ARTIST STATEMENT

My practice currently explores the multiplicity of the self through layered drawings and paintings on translucent substrates. With a process rooted in drawing, I begin by stacking layers of figuration to convey movement, the experience of multiple temporalities, or various emotions felt simultaneously. I then work wet-into-wet with water-based media like acrylic paints, resulting in stains that complicate the initial framework, echo the translucency of the surface, and evoke notions of fluidity, malleability, and indelibility. Using plastic materials like poly silk and acrylics that suggest mimicry and hybridity, I consider ideas of synthetic personhood, thereby further implicating histories of race, gender, and sexuality at stake in my art and life.

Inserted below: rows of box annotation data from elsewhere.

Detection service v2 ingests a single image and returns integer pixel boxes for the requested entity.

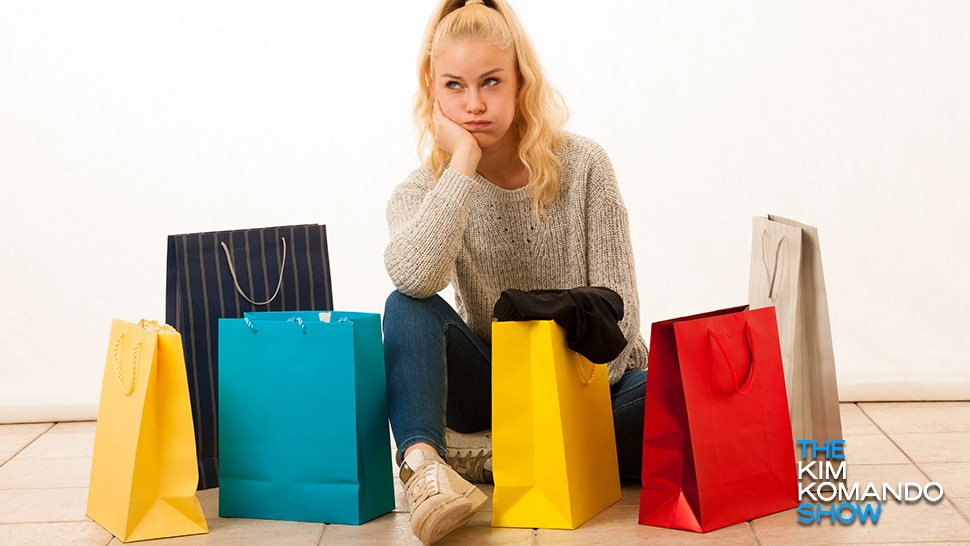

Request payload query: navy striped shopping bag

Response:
[165,224,333,489]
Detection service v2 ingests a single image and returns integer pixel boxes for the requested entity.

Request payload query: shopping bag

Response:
[219,312,394,525]
[165,225,333,489]
[748,215,842,451]
[639,307,798,532]
[492,320,621,529]
[86,319,208,542]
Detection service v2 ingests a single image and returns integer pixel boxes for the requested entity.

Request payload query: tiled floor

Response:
[0,402,970,546]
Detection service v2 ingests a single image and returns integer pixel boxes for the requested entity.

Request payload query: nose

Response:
[465,89,485,114]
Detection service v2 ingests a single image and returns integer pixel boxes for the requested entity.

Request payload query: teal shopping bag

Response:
[218,311,394,525]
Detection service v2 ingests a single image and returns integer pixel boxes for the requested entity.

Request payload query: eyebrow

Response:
[439,68,505,81]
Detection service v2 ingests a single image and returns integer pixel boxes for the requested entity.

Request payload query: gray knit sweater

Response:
[384,133,647,384]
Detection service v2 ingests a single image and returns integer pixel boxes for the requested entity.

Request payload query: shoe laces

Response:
[407,461,441,509]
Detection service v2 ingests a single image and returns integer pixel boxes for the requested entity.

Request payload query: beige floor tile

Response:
[320,512,421,546]
[537,505,757,545]
[845,435,909,465]
[0,457,91,490]
[17,430,94,459]
[0,423,54,436]
[48,421,97,434]
[439,510,535,546]
[0,522,111,546]
[752,502,970,546]
[839,404,882,438]
[0,487,88,523]
[752,464,970,546]
[892,432,970,463]
[860,402,970,435]
[919,463,970,497]
[320,510,533,546]
[0,432,40,464]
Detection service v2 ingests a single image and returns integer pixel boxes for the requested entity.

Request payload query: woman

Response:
[384,0,647,544]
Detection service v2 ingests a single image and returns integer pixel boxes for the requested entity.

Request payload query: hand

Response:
[433,101,482,177]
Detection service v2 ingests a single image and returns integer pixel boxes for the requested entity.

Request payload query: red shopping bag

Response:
[639,306,798,532]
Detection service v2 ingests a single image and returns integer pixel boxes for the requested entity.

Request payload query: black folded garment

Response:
[492,286,627,364]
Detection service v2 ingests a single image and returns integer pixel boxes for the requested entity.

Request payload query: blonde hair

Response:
[414,0,568,213]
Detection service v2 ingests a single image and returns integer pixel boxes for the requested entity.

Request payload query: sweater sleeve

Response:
[586,146,647,385]
[384,170,474,298]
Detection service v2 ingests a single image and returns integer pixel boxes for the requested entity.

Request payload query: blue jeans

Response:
[384,291,647,480]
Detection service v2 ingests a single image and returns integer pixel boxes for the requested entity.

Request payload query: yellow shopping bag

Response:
[87,319,208,542]
[492,320,621,529]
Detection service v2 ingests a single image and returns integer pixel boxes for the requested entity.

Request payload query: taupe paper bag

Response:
[748,215,842,448]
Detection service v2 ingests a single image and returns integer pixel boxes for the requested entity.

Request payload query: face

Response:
[432,38,518,150]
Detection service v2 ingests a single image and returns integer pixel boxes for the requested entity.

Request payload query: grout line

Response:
[856,402,970,523]
[0,423,57,468]
[855,402,929,470]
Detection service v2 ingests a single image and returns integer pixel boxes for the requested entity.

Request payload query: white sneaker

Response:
[401,450,487,545]
[445,428,494,483]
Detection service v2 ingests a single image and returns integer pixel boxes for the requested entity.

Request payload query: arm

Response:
[586,147,645,384]
[384,170,474,298]
[384,101,482,298]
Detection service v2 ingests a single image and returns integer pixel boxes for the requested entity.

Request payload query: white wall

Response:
[0,0,970,422]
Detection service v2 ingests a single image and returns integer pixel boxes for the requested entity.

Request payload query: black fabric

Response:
[165,224,333,489]
[492,286,627,364]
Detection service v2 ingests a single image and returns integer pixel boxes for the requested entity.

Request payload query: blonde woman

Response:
[384,0,647,544]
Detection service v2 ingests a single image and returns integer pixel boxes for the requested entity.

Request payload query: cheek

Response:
[438,94,461,118]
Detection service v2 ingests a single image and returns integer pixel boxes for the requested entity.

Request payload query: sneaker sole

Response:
[412,487,488,544]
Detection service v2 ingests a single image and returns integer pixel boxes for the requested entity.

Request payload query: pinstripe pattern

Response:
[165,224,333,489]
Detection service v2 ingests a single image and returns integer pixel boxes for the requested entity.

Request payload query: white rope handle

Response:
[219,237,286,305]
[761,230,785,300]
[114,333,141,396]
[573,353,596,385]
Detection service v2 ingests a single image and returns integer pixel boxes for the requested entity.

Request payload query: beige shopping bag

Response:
[748,215,842,448]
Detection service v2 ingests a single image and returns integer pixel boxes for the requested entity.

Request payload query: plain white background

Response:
[0,0,970,422]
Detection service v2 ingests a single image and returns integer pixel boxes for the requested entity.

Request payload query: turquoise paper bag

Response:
[219,311,394,525]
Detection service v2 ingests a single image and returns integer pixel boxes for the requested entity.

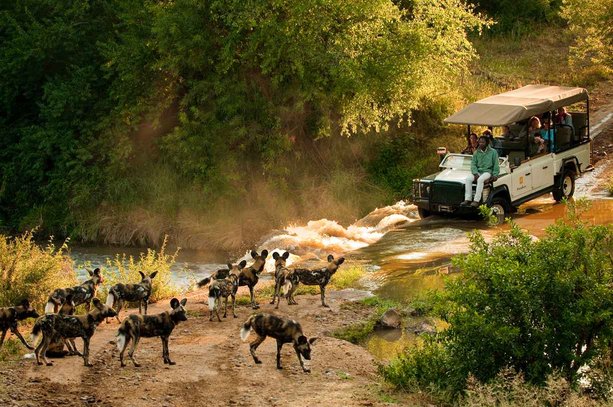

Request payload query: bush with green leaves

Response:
[0,232,78,311]
[382,204,613,395]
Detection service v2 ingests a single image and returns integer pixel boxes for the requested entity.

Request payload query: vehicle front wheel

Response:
[553,171,575,202]
[417,208,432,219]
[490,196,510,225]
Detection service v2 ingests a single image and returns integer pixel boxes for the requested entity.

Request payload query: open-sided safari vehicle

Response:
[413,85,591,219]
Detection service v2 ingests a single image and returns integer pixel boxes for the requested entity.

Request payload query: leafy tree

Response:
[383,204,613,394]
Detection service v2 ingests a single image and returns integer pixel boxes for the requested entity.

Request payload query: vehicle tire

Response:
[417,208,432,219]
[553,170,575,202]
[490,196,511,225]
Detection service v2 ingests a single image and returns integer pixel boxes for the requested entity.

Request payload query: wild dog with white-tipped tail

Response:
[106,271,158,322]
[287,254,345,308]
[45,268,104,314]
[117,298,187,367]
[240,313,317,372]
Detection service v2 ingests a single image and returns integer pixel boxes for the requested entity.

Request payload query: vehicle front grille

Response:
[430,181,464,205]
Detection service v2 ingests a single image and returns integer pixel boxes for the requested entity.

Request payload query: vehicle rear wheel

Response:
[490,196,511,225]
[417,208,432,219]
[553,170,575,202]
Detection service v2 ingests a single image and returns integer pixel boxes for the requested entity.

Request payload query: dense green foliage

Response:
[0,0,484,247]
[382,208,613,404]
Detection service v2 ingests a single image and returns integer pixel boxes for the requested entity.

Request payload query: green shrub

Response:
[0,232,78,310]
[382,204,613,402]
[99,238,181,302]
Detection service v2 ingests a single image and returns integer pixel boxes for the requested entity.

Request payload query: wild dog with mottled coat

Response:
[0,299,39,350]
[117,298,187,367]
[209,260,247,322]
[270,252,293,309]
[238,250,268,309]
[32,298,117,367]
[240,313,317,372]
[287,254,345,308]
[106,271,158,322]
[45,268,104,314]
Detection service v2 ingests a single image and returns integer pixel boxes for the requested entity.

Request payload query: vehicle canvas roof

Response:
[445,85,588,126]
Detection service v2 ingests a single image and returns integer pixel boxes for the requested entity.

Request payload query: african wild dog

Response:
[287,254,345,307]
[45,268,104,314]
[32,298,117,367]
[209,260,247,322]
[238,250,268,309]
[240,313,317,372]
[106,271,158,322]
[270,252,293,308]
[117,298,187,367]
[0,299,39,350]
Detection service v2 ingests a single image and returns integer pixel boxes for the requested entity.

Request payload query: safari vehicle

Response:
[413,85,591,219]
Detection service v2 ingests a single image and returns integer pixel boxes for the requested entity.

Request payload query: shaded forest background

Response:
[0,0,613,250]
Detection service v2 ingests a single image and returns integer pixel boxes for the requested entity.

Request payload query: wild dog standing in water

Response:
[240,313,317,372]
[238,250,268,309]
[270,252,292,309]
[45,268,104,314]
[287,254,345,307]
[32,298,117,367]
[106,271,158,322]
[117,298,187,367]
[206,260,247,322]
[0,299,39,350]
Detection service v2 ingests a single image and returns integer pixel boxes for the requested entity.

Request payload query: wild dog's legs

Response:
[11,327,34,350]
[294,348,311,373]
[119,333,134,367]
[128,335,140,367]
[161,336,176,366]
[319,285,330,308]
[277,339,283,369]
[249,335,266,365]
[249,285,260,309]
[0,329,8,348]
[83,336,93,367]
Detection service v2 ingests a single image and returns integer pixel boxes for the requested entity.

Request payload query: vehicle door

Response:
[530,154,555,192]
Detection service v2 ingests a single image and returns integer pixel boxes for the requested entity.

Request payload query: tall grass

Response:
[0,231,78,310]
[99,237,181,302]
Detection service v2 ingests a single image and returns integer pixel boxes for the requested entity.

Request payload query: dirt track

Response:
[0,290,384,406]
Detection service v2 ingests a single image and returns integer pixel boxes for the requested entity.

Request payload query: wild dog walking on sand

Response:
[270,252,293,309]
[45,268,104,314]
[240,313,317,372]
[287,254,345,307]
[117,298,187,367]
[0,299,39,350]
[106,271,158,322]
[32,298,117,367]
[238,250,268,309]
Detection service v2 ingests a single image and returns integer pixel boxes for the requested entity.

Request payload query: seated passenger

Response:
[556,107,573,127]
[462,136,500,208]
[462,133,478,155]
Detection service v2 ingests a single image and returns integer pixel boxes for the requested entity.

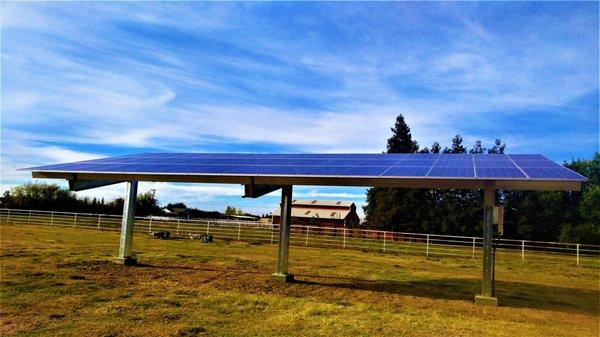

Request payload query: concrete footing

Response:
[475,295,498,307]
[113,257,137,266]
[271,273,294,282]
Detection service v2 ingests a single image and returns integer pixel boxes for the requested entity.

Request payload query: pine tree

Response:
[387,114,419,153]
[469,140,485,154]
[363,115,424,231]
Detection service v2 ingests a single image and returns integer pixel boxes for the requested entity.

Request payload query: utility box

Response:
[493,205,504,236]
[493,205,504,225]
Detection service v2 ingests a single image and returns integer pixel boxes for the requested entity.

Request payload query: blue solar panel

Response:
[476,167,527,179]
[427,166,475,178]
[338,166,388,177]
[30,153,585,181]
[302,166,352,176]
[382,166,429,178]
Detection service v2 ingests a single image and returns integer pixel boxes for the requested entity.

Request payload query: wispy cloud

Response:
[1,2,600,213]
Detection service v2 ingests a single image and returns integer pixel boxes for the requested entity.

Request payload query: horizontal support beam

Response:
[69,179,123,192]
[32,171,581,191]
[243,184,282,198]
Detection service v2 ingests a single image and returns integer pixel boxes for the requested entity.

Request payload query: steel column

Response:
[475,181,498,306]
[273,185,294,282]
[118,181,137,266]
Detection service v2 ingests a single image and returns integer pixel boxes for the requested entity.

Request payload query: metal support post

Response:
[475,181,498,306]
[118,181,137,266]
[304,226,308,246]
[273,185,294,282]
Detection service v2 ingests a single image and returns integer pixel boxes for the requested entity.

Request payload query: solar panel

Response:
[23,153,585,181]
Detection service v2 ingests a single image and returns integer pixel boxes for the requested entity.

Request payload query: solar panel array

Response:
[29,153,585,181]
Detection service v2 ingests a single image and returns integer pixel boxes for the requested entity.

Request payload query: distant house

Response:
[272,200,360,228]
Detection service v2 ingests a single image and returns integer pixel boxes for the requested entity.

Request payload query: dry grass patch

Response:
[0,225,600,337]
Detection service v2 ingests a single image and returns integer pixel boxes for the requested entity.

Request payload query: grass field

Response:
[0,225,600,337]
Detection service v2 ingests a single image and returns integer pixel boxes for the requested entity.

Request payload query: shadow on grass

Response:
[295,275,600,315]
[125,263,600,315]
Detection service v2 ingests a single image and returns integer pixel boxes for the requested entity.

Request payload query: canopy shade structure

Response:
[24,153,587,305]
[27,153,586,190]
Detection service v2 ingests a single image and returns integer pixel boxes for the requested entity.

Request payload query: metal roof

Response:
[272,205,350,219]
[26,153,587,190]
[292,199,353,208]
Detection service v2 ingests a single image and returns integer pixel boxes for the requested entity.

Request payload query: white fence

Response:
[0,209,600,266]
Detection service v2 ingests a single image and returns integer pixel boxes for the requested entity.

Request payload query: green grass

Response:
[0,225,600,337]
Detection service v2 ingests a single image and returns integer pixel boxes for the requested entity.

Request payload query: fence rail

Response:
[0,209,600,266]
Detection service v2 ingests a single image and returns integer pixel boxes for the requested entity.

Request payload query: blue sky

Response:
[0,2,600,213]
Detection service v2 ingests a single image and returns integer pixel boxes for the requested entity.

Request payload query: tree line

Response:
[364,115,600,244]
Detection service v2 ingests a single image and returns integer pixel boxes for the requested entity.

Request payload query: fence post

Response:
[304,226,308,246]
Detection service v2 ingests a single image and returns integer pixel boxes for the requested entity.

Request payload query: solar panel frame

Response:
[29,153,586,181]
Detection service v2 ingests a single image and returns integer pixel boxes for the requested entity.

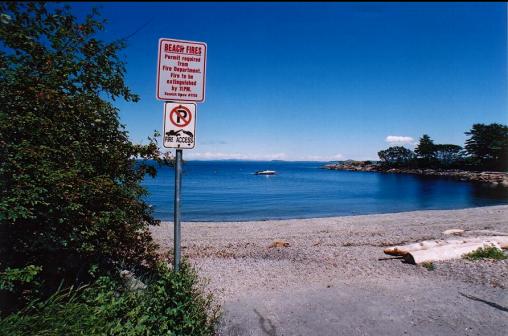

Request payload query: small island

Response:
[322,124,508,187]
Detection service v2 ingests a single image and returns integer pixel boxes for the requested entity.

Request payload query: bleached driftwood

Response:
[384,236,508,256]
[443,229,464,236]
[404,242,501,264]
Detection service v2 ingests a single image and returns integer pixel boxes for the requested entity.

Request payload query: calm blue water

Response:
[143,161,508,221]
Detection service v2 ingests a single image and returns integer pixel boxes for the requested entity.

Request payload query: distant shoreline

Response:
[150,205,508,335]
[322,161,508,187]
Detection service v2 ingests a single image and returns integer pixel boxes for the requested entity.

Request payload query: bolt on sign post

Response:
[156,38,207,271]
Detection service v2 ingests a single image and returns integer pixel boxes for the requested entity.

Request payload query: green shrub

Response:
[0,262,219,336]
[464,246,508,260]
[0,2,166,312]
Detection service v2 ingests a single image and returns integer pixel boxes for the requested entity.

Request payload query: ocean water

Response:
[143,161,508,221]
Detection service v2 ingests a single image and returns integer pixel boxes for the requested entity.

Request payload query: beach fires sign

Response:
[163,102,196,149]
[157,38,206,102]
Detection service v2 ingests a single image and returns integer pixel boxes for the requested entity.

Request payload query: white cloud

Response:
[385,135,415,145]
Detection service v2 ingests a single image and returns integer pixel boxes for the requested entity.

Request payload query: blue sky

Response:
[69,2,508,161]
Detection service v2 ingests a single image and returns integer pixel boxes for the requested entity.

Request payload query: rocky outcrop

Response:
[322,161,508,187]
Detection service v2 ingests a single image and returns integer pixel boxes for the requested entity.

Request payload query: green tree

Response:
[435,144,464,167]
[415,134,436,160]
[465,123,508,170]
[377,146,415,167]
[0,2,163,309]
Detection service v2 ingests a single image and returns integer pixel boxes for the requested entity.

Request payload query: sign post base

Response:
[173,149,182,272]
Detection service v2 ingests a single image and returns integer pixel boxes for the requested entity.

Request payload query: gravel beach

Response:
[152,206,508,335]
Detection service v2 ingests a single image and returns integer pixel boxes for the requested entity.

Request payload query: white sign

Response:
[157,38,206,102]
[163,102,196,149]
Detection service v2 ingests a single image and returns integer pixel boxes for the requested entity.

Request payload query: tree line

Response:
[378,123,508,171]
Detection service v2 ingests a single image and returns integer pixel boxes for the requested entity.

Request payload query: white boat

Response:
[256,170,277,175]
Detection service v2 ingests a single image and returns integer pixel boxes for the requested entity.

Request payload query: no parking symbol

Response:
[163,103,196,149]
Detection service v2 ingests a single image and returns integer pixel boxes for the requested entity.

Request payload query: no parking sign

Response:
[163,102,196,149]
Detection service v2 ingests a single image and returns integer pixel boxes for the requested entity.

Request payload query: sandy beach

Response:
[152,206,508,335]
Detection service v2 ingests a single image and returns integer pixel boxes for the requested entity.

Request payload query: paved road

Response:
[220,278,508,336]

Through a patient investigation of process and media, I consider painting as a way of working through and reflecting upon the porosity and relationality of the subject and object. My recent pieces put pressure on what literary scholar and cultural theorist Anne Anlin Cheng describes as the “imbrication of personhood and materialization.” As a (cisgender) queer and mixed-race Korean American woman artist, I use this perspective to explore the production of my intersectional identities. How might painting be used as a gesture and a form to connect aesthetic problems of representation to the implications of racialized, gendered, and sexualized subjecthood and objecthood?

Through the porosity of my substrate, every gesture—intentional and accidental—becomes permanently embedded in the painting’s body; I think about how this parallels the ways our actions and lived experiences become a part of who we are and how we relate to others. In the metaphors I draw between how I make my work and how I feel in my own skin, I hope to exploit, cannibalize, and resist ideas of affect, identity, and morality at stake in my practice.